A never-better Hugh Jackman stars as Jean Valjean, locked up for nearly 20 years for stealing a loaf of bread. The convict known as 24601 escapes and makes a respectable life for himself as a small-town mayor. But he can’t rest. Hunted relentlessly by the policeman Javert [Russell Crowe], Valjean is almost caught again when he tries to help poor, doomed Fantine [Anne Hathaway], a factory girl who sells her hair, her teeth and her body to support her child, Cosette. A dynamite Hathaway shatters every heart when she sings how “life has killed the dream I dreamed.” Her volcanic performance has Oscar written all over it.

It’s up to Valjean to save Cosette from the clutches of the Thénardiers, greedy innkeepers who treat Cosette like a slave while spoiling their daughter, Éponine. Sacha Baron Cohen and Helena Bonham Carter play this gruesome twosome with delicious mirth and malice. But Valjean has a job to do raising the grown Cosette [a sublime Amanda Seyfried] and worrying about her falling for Marius [Eddie Redmayne], a handsome student rebel who also has Éponine [a wondrous Samantha Barks] pining vainly for his love.

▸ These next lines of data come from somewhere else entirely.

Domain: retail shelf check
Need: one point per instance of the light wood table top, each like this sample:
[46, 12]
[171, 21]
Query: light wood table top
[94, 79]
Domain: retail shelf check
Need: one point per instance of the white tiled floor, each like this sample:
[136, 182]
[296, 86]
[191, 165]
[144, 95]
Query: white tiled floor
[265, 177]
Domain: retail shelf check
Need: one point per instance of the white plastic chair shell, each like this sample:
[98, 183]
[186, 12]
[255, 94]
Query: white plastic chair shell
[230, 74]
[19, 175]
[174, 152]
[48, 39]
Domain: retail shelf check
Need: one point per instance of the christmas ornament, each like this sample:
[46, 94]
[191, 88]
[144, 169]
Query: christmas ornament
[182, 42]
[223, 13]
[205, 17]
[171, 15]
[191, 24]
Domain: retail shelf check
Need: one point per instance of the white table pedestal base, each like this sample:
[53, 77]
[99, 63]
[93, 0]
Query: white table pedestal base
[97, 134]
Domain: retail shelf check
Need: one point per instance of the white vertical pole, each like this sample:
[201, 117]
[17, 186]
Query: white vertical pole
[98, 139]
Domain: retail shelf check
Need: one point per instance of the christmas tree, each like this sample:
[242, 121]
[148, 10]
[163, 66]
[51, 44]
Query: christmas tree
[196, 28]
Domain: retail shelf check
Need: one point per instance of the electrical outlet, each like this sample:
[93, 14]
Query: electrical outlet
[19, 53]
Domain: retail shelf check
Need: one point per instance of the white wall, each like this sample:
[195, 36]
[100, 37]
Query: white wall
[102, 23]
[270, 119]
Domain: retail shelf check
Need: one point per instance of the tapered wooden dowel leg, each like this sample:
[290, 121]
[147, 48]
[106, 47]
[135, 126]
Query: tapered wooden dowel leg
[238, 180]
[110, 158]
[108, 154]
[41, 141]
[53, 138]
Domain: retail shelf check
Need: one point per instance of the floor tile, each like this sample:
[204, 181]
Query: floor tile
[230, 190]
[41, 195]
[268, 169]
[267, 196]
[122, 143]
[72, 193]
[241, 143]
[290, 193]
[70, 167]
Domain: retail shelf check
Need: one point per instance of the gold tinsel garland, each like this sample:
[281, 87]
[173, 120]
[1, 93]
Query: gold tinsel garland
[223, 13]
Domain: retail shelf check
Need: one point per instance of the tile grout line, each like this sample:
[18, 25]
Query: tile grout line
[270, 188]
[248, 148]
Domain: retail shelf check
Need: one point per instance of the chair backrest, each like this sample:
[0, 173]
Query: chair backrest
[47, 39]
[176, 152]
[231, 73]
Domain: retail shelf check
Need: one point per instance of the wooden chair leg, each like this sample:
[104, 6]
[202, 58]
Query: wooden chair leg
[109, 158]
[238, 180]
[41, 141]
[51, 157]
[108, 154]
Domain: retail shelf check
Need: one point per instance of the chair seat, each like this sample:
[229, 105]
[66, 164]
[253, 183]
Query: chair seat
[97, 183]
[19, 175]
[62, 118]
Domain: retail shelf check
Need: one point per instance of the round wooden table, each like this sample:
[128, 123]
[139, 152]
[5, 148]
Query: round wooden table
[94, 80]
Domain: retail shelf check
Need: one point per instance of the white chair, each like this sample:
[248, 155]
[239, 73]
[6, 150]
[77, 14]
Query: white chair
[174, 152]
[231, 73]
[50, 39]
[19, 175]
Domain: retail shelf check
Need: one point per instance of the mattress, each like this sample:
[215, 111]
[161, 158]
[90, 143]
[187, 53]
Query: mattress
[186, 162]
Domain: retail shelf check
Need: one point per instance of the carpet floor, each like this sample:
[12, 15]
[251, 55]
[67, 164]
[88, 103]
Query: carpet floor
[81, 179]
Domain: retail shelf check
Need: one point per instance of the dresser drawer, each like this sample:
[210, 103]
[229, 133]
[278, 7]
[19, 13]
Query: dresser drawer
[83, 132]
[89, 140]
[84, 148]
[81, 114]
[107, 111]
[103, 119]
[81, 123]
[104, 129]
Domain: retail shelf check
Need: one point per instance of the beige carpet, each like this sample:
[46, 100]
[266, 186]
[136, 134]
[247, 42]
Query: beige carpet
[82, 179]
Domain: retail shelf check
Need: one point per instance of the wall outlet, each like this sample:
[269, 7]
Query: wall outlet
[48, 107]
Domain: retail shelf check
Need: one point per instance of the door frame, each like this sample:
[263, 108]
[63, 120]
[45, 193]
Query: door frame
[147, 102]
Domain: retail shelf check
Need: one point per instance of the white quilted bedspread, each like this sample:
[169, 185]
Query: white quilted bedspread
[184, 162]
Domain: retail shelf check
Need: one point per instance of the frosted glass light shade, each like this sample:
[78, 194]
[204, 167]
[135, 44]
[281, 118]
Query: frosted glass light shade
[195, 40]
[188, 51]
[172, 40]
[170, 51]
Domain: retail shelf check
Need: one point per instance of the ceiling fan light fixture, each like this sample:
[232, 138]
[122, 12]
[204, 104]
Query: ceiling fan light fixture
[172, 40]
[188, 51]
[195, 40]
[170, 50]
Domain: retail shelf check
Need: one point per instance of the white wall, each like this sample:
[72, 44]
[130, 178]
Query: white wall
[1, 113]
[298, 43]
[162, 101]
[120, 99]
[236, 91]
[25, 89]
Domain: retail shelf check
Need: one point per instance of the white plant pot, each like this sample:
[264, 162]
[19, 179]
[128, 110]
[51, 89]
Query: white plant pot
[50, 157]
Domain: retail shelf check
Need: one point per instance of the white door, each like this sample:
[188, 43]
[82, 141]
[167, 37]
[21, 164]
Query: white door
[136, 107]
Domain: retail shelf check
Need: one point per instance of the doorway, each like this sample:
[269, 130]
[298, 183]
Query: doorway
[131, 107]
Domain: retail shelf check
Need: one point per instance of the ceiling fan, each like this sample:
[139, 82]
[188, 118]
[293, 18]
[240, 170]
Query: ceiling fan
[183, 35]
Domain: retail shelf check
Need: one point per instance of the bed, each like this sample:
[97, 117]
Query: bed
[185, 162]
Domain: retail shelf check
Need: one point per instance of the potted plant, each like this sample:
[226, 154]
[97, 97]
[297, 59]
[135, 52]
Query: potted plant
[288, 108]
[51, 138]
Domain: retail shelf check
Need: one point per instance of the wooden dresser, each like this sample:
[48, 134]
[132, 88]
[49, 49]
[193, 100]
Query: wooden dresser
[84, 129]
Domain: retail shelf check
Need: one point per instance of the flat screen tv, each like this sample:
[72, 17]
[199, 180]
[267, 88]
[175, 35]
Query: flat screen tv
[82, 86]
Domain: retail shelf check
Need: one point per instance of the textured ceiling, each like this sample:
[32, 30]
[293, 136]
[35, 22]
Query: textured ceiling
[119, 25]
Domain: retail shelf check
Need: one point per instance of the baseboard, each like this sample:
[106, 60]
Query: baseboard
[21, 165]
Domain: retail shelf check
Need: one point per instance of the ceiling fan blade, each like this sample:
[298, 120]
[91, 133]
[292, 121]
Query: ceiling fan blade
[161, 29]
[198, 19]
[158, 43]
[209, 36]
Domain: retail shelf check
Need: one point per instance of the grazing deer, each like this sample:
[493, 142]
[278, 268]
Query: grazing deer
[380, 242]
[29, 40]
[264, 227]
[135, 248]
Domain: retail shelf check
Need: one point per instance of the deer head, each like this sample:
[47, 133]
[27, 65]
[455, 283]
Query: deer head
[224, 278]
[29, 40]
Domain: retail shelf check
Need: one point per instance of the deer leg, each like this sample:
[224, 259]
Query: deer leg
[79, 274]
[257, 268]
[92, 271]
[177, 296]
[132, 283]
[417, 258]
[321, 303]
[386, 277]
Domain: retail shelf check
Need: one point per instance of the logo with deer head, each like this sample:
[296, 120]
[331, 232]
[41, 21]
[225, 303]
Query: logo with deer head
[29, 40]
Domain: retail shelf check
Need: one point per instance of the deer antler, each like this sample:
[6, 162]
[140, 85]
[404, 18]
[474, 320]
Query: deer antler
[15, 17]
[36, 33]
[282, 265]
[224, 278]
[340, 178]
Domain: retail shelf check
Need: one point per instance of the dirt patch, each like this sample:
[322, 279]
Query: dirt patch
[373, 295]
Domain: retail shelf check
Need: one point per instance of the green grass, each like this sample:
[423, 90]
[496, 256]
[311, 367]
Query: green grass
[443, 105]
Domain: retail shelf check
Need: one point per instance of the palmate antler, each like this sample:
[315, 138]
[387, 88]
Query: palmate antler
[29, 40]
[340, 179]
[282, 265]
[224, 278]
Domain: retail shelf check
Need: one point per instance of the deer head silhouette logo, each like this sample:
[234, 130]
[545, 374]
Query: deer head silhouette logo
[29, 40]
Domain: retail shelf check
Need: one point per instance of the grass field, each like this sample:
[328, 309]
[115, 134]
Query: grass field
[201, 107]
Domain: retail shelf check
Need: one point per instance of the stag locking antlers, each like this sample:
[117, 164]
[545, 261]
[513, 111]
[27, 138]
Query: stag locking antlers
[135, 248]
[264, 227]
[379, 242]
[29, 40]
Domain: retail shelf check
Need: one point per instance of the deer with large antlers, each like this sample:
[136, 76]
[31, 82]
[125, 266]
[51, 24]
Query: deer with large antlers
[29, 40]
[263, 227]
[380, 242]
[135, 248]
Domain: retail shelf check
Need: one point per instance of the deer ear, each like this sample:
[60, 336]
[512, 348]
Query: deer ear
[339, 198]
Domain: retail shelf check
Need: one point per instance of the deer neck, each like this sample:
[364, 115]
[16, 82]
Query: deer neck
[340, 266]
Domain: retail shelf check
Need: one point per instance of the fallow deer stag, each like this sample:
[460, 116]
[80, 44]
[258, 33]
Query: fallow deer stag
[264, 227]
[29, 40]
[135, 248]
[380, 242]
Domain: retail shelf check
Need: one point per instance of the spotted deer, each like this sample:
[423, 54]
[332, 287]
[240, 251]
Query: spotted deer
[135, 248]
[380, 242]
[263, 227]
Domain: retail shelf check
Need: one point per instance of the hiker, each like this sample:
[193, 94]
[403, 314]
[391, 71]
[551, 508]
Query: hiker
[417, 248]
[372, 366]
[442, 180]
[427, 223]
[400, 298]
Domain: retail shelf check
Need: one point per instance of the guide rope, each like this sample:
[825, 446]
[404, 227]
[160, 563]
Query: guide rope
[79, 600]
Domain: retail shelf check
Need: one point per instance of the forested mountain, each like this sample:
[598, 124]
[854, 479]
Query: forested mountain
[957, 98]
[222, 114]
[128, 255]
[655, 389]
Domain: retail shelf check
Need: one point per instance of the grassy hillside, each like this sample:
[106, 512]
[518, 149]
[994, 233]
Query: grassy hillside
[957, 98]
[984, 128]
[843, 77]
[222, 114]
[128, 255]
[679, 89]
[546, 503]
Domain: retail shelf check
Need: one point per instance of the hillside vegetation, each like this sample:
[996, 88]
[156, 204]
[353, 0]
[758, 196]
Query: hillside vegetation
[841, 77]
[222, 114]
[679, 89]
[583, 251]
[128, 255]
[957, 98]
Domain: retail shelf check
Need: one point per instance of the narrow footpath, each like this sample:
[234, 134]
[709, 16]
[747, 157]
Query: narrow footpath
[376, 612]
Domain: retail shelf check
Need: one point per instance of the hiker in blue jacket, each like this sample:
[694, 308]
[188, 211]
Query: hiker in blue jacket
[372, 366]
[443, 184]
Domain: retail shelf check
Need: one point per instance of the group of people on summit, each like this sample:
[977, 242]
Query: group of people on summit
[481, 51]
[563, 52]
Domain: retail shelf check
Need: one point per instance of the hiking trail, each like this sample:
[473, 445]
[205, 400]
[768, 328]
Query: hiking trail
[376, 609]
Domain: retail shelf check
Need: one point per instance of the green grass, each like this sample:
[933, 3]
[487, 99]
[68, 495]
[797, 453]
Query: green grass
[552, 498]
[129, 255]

Look, I’m out of breath squeezing in all this plot, and sometimes so is the movie. Plot exposition is even harder when you sing it, and I haven’t even gotten into the student revolt yet or the heroic part played in it by the street urchin Gavroche [scene-stealing 12-year-old Daniel Huttlestone] and the student leader Enjolras [a stirring Aaron Tveit]. But Hooper’s cast is up for every challenge. Jackman and Hathaway are Academy all the way. And Crowe, who did The Rocky Horror Picture Show onstage in his youth, brings lonely grandeur to Javert’s anthem, “Stars.” Redmayne also deserves a piece of the awards pie for the soulful ache he brings to the love story and his lost brothers [“Empty Chairs at Empty Tables”]. Besides being a feast for the eyes and ears, Les Misérables overflows with humor, heartbreak, rousing action and ravishing romance. Damn the imperfections, it’s perfectly marvelous.